There is an independent minor league baseball team in Atlantic City – - the Surf. They just hired Cecil Fielder as their manager for 2008, which would be a throwaway item in the agate type of most sports pages save for one thing. About ten years ago, Fielder was in hock to the Trump Plaza Casino in Atlantic City for more than $500K. Evidently, one of the local reporters there asked Fielder how this might affect him and Fielder said:
“Gambling has never been a temptation for me.”
What part of that response does not compute? If one is not tempted to gamble, how does one run up a $500K gambling tab? Oh, I get it now. He’s not tempted to gamble; he just does it…
Harkening back to the abundance of Roger Clemens news this spring – which MLB needs like Darfur needs more refugees – there is a piece of the story that did not get a lot of play – much to the delight of MLB. Even considering the tarnished reputation of the source here, Denny McLain said he is “certain” that Roger Clemens is not telling the truth. Denny McLain is the author of an autobiography titled, I Told You I Wasn’t Perfect. Let us just say that is a gross understatement and leave it at that.

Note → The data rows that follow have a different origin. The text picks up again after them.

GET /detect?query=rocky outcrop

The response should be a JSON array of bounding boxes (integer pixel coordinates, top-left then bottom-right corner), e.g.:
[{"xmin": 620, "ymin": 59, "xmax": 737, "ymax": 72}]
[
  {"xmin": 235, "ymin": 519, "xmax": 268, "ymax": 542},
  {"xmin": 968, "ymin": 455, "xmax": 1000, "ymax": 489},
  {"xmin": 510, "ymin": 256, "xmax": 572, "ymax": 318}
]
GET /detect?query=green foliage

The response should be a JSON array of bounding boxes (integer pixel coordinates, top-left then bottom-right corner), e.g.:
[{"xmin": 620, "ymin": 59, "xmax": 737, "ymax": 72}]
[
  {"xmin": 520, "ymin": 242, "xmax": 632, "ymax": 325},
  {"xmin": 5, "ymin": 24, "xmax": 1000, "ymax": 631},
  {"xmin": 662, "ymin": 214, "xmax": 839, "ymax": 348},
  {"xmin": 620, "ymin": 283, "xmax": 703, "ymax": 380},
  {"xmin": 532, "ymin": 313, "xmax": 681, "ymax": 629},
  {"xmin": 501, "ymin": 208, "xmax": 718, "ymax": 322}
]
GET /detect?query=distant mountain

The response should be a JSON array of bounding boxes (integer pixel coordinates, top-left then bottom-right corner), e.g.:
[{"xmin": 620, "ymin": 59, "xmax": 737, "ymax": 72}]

McLain is also a two-time Cy Young winner and the last pitcher to win 30 games in a season. So he has some”pitching cred” but the PR machine at MLB wants to keep him at least a parsec away from anything having to do with the game. McLain was suspended in his career for consorting with gamblers; he was indicted and convicted of cocaine trafficking – but the conviction was reversed on procedural grounds; he was convicted of stealing a couple of million dollars from the pension fund of a company he owned and served about 5 years in prison for that. He is not an ambassador of the game by any stretch of the imagination so the MLB gurus had to breathe a sigh of relief when this story happened and then quietly disappeared.
From his “inside knowledge” McLain proclaimed with regard to the Roger Clemens mess:
“There are a lot of guys on death row with a lot less evidence.”
Finally, staying with the baseball theme for today, here is an item from Dwight Perry in the Seattle Times:
Maker’s Mark bourbon will honor Johnny Bench with 3,000 limited-edition bottles with the Hall of Fame catcher’s picture on the label.
Which certainly gives a whole new meaning to the question: “One or two fingers?”